In February 2013 the Brecon Beacons National Park, located on the south-west borders of Herefordshire, became the 5th destination in the world to be granted prestigious International Dark Sky Reserve.

The accreditation is awarded by the International Dark-Sky Association, based in the USA. International Dark Sky Reserves are areas recognised as possessing an exceptional or distinguished quality of starry nights and nocturnal environment specifically protected for scientific, natural, educational, cultural, heritage or public enjoyment.

Star Count results

The first Star Count was undertaken 2006/7 and the results of that and later Counts are used to map the spread of light pollution across the UK.

Not surprisingly, the fewest stars tend to be seen in the more built up, developed areas, where there is more outdoor lighting. However, many people in rural areas are surprised at how few stars they see, given that someone with good eyesight and in an area free of light pollution, should see about 50 stars within Orion on a clear, moonless night.

The two main causes of this pollution are poorly directed security floodlighting and sky glow from distant towns, mostly caused by street lighting. This is further evidence how light pollution can spread deep into the countryside from towns and cities.


The Star Count results suggest a tale of two night skies across the country.
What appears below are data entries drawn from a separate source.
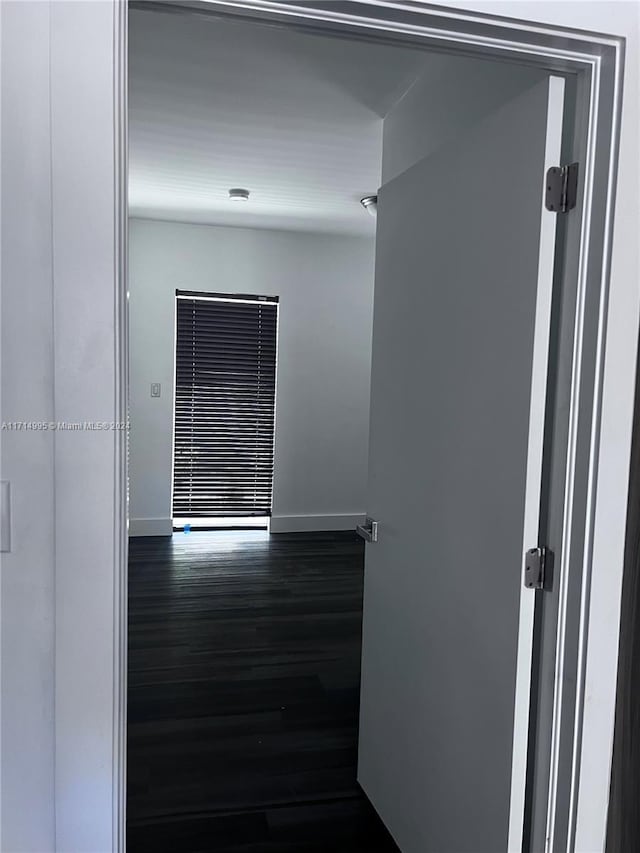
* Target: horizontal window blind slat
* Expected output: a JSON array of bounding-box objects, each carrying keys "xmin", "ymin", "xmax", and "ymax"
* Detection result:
[{"xmin": 173, "ymin": 294, "xmax": 277, "ymax": 518}]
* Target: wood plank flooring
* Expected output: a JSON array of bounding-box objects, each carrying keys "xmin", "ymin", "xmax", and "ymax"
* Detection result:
[{"xmin": 127, "ymin": 531, "xmax": 398, "ymax": 853}]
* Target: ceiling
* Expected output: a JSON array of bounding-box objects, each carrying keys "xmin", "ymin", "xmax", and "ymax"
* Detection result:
[{"xmin": 129, "ymin": 9, "xmax": 428, "ymax": 234}]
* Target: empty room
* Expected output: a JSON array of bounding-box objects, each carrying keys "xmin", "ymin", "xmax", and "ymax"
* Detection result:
[{"xmin": 127, "ymin": 3, "xmax": 596, "ymax": 853}]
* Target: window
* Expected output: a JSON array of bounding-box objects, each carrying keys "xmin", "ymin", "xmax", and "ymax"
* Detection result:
[{"xmin": 173, "ymin": 290, "xmax": 278, "ymax": 524}]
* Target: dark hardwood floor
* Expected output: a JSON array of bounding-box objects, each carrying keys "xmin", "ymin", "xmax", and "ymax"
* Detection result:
[{"xmin": 127, "ymin": 531, "xmax": 398, "ymax": 853}]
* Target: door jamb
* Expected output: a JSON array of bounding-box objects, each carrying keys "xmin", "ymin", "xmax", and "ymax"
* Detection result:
[{"xmin": 113, "ymin": 0, "xmax": 624, "ymax": 853}]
Three quarters of those taking part counted fewer than 15 stars in the Orion constellation but only 14 per cent saw 21 or more. 54 per cent saw ten stars or fewer within the constellation of Orion - indicating severe light pollution in their area.

Sir Andrew Motion said: ‘It is heartening that the number of respondents enjoying truly dark skies, able to see more than 31 of Orion’s stars, rose to five per cent.’ This suggests that various dark sky initiatives may be helping people in some places to reclaim a starry night sky.


Almost one thousand location reports revealed that only one in ten (9 per cent) of participants could see between 21 and 30 stars and just two per cent of people had truly dark skies, seeing 31 or more stars.
Although the proportion of people taking part who live with severe light pollution was down to 53 per cent in 2012, these results suggest that despite good initiatives to reduce light pollution in some places, the contamination of Britain's night skies continues largely unchecked.


Almost 2,200 people across the country took part in the January 2011 Star Count, despite half the week being cloudy. The results show that three in five (59 per cent) of participants could see just 10 or fewer stars within Orion - indicating severe light pollution in their area.
Only eight per cent of star gazers could see more than 20 stars and just one per cent had truly dark skies, seeing 30 or more stars.


Nearly 2,000 people took part in the first Star Count week, held jointly by CPRE and the Campaign for Dark Skies. Only 2 per cent said they could see more than 30 stars in Orion, compared with 54 per cent who saw fewer than 10 stars.